The treachery of Lt. X.  Capts. Y and Z brought back a couple of girls from Sydney while the regiment was at Gordonvale.  Sydney has some nice girls.  In the words of Lt. Bradbury, who had a leave down there, “Never before have I seen so many, so beautiful, so co-operative.”  When you figure out that a 2d Lt. with parachute pay drew more money than the Prime Minister of Queensland, it is not so strange.  Anyway Capts Y and Z installed them in a house they rented at Gordonvale, and arranged to have them hired as female parachute riggers.  These were civilian Australian women who packed our parachutes.  Time came that Capts Y and Z had to move forward to Moresby with the regiment.  But not Lt. X.  Lt. X had a football knee and could not go.  (This was a damn fool time for the Army to find out about it.  The nearer we got to combat, the more of these Saturday afternoon hero football players discovered they had bad knees.)  So Lt. X moved in on Capt. Y’s Sydney girlfriend.  (He had to give up command of a company to do it, but his enthusiasm for parachute warfare was not high.  Capt. Y’s girl did not respond.  She, at first, would have nothing to do with Lt. X.  I can see that.  X was not an easy guy to think much of.  But X was not going to give up.  He started a whispering campaign.  No results, she was still true to Y.  He spread the word that Y was telling everyone he had a couple of whores shacked up in Gordonvale.  He gets another officer to repeat it.  No success.  Lt. D-F-E and Lt. F-E-D (names omitted) are busted out of the outfit after J.  Dick has tipped off General Howell that they are here.  Returning to Gordonvale, D is used as one of X’s helpers.  The foundations of the former virgin’s faith in Y are shaken.  Next X has a returning enlisted man in the maintenance section go to help himself.  This is the last straw and Y’s girl gives in to X.  X, of course, is down there, because that is where the parachutes are kept, and folded.  This is the last straw.  The citadel falls.  Ah bitter life.

 

 

14 OCTOBER 1943

 

Lists are being turned in on a mass production basis.  The policy:  Any man who thinks he is officer material can appear before the board to be sent to OCS in Brisbane.  (No record of how many were sent.)

 

 

15 OCTOBER 1943

 

One Lt. Cataline (not his real name) is announced as Bn S-3.  This is not good.  Everyone calls him Johnnie Big Ears:  He was given the name by Capt. Greco.

   

(Note:  the rest of this entry, almost a full page, has been omitted.)

 
 

 

16 OCTOBER 1943

 

The 6th Army Inspector General arrives, unannounced.  (If you ask Capt. Pratt about it, he will tell you it happened after his letter went direct, as well as through channels.  His letter, please recall, asked to be transferred to a parachute unit with a capable regimental commander.)

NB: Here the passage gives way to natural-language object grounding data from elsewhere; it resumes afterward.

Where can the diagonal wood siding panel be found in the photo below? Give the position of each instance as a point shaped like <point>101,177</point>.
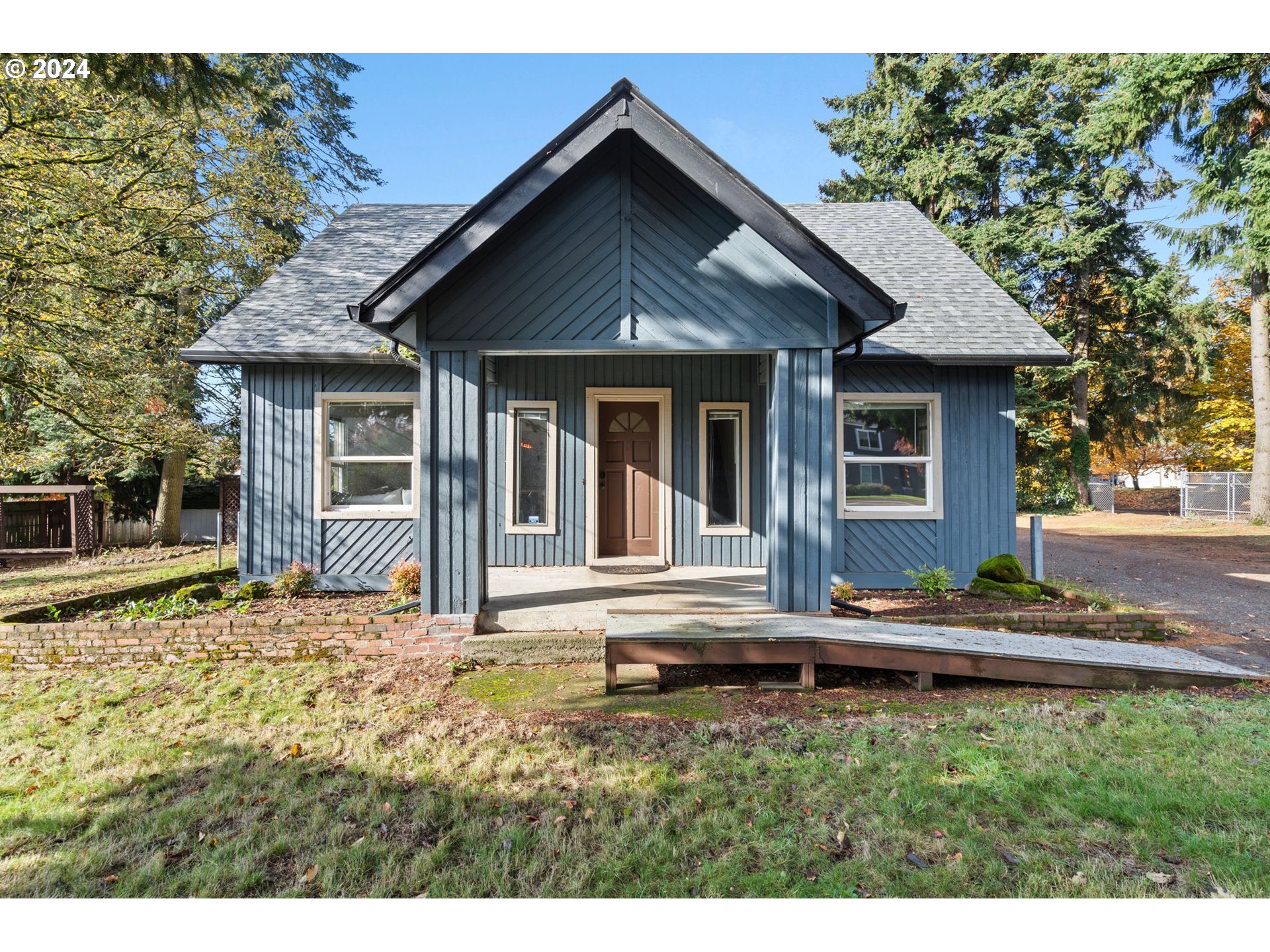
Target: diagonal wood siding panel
<point>365,546</point>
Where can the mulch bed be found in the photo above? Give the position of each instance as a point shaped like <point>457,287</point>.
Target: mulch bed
<point>316,603</point>
<point>913,604</point>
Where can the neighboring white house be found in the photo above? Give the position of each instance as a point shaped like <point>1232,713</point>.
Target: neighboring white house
<point>1164,477</point>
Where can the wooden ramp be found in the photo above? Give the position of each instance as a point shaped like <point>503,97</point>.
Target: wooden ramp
<point>922,651</point>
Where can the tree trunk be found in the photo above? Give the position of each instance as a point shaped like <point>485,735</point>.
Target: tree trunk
<point>1079,463</point>
<point>167,524</point>
<point>1259,281</point>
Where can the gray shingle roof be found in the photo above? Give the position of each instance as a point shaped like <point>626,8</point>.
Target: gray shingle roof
<point>955,311</point>
<point>956,314</point>
<point>302,311</point>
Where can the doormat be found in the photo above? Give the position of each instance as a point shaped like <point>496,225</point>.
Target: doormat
<point>629,569</point>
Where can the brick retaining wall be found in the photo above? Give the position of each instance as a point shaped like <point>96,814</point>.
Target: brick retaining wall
<point>1111,625</point>
<point>118,644</point>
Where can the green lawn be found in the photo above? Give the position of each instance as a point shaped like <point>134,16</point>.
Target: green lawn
<point>54,582</point>
<point>168,782</point>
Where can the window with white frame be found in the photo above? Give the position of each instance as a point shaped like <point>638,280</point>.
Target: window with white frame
<point>724,463</point>
<point>894,473</point>
<point>367,456</point>
<point>531,466</point>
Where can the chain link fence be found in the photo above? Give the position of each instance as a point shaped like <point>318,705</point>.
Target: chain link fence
<point>1103,496</point>
<point>1217,495</point>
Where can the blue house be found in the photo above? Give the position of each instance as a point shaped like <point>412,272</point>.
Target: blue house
<point>628,354</point>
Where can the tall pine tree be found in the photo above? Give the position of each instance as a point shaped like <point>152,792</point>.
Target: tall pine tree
<point>987,146</point>
<point>1217,110</point>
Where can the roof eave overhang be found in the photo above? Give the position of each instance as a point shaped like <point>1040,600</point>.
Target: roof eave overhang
<point>197,356</point>
<point>973,360</point>
<point>625,108</point>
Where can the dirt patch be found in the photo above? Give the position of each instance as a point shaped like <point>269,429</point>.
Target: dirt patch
<point>1210,575</point>
<point>915,604</point>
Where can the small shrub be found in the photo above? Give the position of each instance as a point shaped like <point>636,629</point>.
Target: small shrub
<point>157,610</point>
<point>843,592</point>
<point>404,579</point>
<point>296,579</point>
<point>254,589</point>
<point>934,583</point>
<point>1003,568</point>
<point>201,592</point>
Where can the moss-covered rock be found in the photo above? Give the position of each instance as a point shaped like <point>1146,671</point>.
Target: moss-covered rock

  The IG starts through the outfit like a monkey searching for fleas.  He is using a random call roster system in addition to free for all complaint sessions.  First customer: Lt. Cataline.  Johnny Big Ears himself.  Total time consumed with him: 3 1/2 hours.  What did Cataline say?  Did he paint a rosy picture?  No one can say except the IG and his stenographer.  Good bet.  Whatever Johnnie Big Ears said it was for the benefit of 1st Lt. John R. Cataline.